American actor (born 1962)

Edgardo Rafael Marrero (born July 25, 1962), known professionally as Eddie Marrero, is an American actor, singer, producer, record executive, and humanitarian.

==Bio==

Eddie Marrero was born in Spanish Harlem's "El Barrio" to Puerto Rican parents. He began his acting career as a young child when his mother worked for Jack L. Warner, founder and Chief Executive Officer of Warner Bros. He attended the New York University Film School and the Juilliard School of Music.

Having previously acted in stage plays and musicals, his first professional acting role came in 1993 when he was cast in a non-speaking role in the film The Saint of Fort Washington. He has since worked on film, television, and theater projects, with minor roles in White Man's Burden and Kate & Leopold. He is most recently noted for his supporting role in Find Me Guilty, directed by Sidney Lumet.

In television, Marrero first appeared in Sidney Lumet's A&E drama 100 Centre Street, following Lumet's satisfaction with Marrero's performance in Find Me Guilty. Since then, Eddie Marrero has appeared on the Late Show with David Letterman and in the mini-series Miracle's Boys for Nickelodeon’s The N. His other television credits include NBC's Third Watch, as well as Law & Order: Criminal Intent in the episode “Sex Club”. On stage, Eddie Marrero starred in the world premiere Off-Broadway play "La Lupe: My Life My Destiny" along with Puerto Rican soap star Sully Diaz.
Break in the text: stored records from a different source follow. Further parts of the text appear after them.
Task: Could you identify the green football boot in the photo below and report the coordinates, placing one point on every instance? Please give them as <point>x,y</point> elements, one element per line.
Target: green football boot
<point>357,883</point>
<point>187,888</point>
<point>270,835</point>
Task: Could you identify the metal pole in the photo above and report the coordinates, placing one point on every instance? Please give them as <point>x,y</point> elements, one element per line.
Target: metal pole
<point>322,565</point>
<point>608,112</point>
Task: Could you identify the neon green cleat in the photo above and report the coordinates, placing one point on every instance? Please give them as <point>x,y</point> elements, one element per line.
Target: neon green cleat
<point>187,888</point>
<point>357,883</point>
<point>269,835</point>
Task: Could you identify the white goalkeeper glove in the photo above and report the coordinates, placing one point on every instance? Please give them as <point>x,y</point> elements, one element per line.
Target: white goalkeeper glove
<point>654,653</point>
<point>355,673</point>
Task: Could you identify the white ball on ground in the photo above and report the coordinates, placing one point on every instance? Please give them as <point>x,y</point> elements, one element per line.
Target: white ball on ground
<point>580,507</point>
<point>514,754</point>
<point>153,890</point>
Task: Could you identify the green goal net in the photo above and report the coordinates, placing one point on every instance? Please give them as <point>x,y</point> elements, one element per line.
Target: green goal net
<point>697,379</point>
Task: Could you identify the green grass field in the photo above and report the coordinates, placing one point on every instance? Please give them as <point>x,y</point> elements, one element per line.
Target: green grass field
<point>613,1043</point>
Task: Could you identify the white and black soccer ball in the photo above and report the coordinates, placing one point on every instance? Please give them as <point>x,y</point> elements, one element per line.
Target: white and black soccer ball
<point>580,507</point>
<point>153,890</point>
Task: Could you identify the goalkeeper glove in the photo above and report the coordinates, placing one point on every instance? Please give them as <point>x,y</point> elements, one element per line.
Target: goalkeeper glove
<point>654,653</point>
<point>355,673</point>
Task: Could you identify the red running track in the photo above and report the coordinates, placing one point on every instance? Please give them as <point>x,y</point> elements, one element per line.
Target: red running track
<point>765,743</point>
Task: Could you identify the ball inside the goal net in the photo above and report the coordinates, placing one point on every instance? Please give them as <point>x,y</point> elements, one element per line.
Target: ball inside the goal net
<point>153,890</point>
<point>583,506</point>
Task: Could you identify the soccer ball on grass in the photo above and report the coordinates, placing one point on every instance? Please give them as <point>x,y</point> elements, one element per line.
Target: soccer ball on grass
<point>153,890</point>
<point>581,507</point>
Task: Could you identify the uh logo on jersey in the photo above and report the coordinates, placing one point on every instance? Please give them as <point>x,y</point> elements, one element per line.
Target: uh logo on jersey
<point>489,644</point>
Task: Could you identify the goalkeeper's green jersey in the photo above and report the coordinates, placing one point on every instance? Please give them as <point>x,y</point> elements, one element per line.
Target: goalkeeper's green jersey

In recent years, Eddie Marrero has shifted his focus to music, releasing his first EP Album, Eddie Marrero, Con Amor in 2013, a tribute album to musical icon Frank Sinatra. Sung entirely in Spanish, Eddie covers some classic hits like All The Way, All Of Me, I've Got You Under My Skin, My Way. In 2016, he followed up with his sophomore release, Timeless Christmas, a holiday album that has gained traction on iHeart Radio and Spotify, among others. In 2019, he released his first music video, to The Christmas Song.

Presently, Marrero operates ERM Entertainment, Inc., a music and film corporation that produces independent artists, films, and commercial projects.

In 1997, he founded the Umoja Youth Project, a youth gospel choir. He is also the founder and producing artistic director of Three Lions Stage.